Compelling candidates, important policy decisions, a faltering economy, and a war that shows no sign of ending, have combined to make this one of the most interesting elections in recent history. Most gratifying is the fact that people across the region are engaged as perhaps never before.

Students at several area colleges are being urged to vote and otherwise get involved. Students at Salem State, for example, held a rally a week ago Monday to urge voters to reject a proposed repeal of the Massachusetts state income tax — something that would likely reduce the amount of money flowing to public higher education.

Boston University freshman Shelagh Mollohan of Derry, N.H., is working to get her fellow students to register to vote before the presidential election.

But the 19-year-old isn't about to change her registration out of the Granite State.

"It's going to be close in New Hampshire," Mollohan told reporter Meghan Carey last week. "I hate to say that your vote doesn't matter, but in Massachusetts, it's going to be the Democrats that are going to take it."

There's a lot on the line Nov. 4 from the future direction of the country to whether marijuana possession will continue to be treated as a criminal offense in Massachusetts.

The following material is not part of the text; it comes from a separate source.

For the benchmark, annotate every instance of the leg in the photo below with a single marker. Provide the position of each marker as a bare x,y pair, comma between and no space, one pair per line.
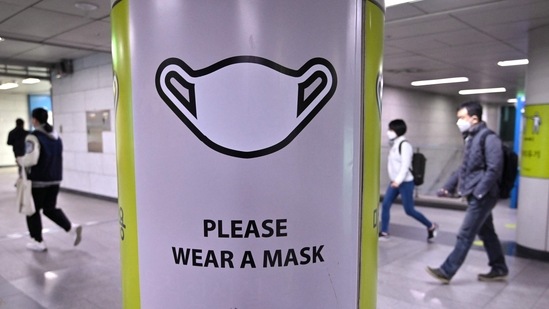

At Gordon College in Wenham, some 100 students and faculty members gathered to watch the second presidential debate. We suspect there were some interesting conversations afterward. And at Endicott College, President Richard Wylie has pledged $100,000 to programs aimed at increasing students' civic-mindedness. If 85 percent of its students are registered to vote, as School of Education Dean Sara Quay's informal poll revealed, it's clear his initiative is having the desired effect.

"I think students are becoming more citizen-like rather than being consumer-like, and it's a good thing," according to Matt Gileneau, a student at Endicott College. We couldn't agree more.

Clearly the stakes are high in Massachusetts both at the top of the ballot and with Question 1, which has the potential of reducing the state's already squeezed finances by another 40 percent.

In New Hampshire, there are competitive races for the state's two seats in the House of Representatives and a hotly contested matchup for Senate between Republican incumbent John Sununu and his challenger, former governor Jeanne Shaheen. Continued concern over the war and the faltering economy could drive turnout above 70 percent, according to Andy Smith, a political scientist at the University of New Hampshire.

"Couple that with a close electorate and two popular candidates in the state, and that will turn turnout up," he told Carey.

And in Barack Obama and John McCain, voters have a choice between two candidates for president who are very different in terms of their experience, temperament and political philosophy.

Columnist David Shribman, who's covered and studied presidential politics for many, many years, says the contrast is stark and the outcome of this year's election could affect the country for decades to come.

Shribman has written about how "being president matters."

"It will matter, too," he noted, "whether Barack Obama or John McCain is president, despite their common chants of reform, despite their shared sense of impatience with politics as usual. The beautiful irony is that in this Age of Cynicism, no one is arguing, as George C. Wallace did in 1968, that there isn't a dime's worth of difference between the major party candidates."

The volume of comment this paper has received via opinion columns, letters to the editor, and online responses, indicates that people are paying attention. Also a good thing.

So, too, is the phenomenon being noted by city and town clerks as those just reaching voting age come in to register and those who will be out of town apply for absentee ballots. People want to make sure their voices are heard next month.

Communities in New Hampshire are reporting increasing registrations. Pelham has registered an additional 71 voters since the state primary on Sept. 9, and Windham has added about 100 new voters. Londonderry has averaged five new voters a day, and Atkinson has signed up two or three a day.

Hampstead Town Clerk Patricia Curran has had so many new people register in the past two weeks than she can't guess at the number.

"We're actually trying to encourage everyone to come in and do it here because we're expecting a huge, huge voter turnout — 85 to 90 percent," she told our reporter. "It will save them from standing in line."

Important, contested races for public office coupled with an engaged and informed electorate — now that's something worth celebrating.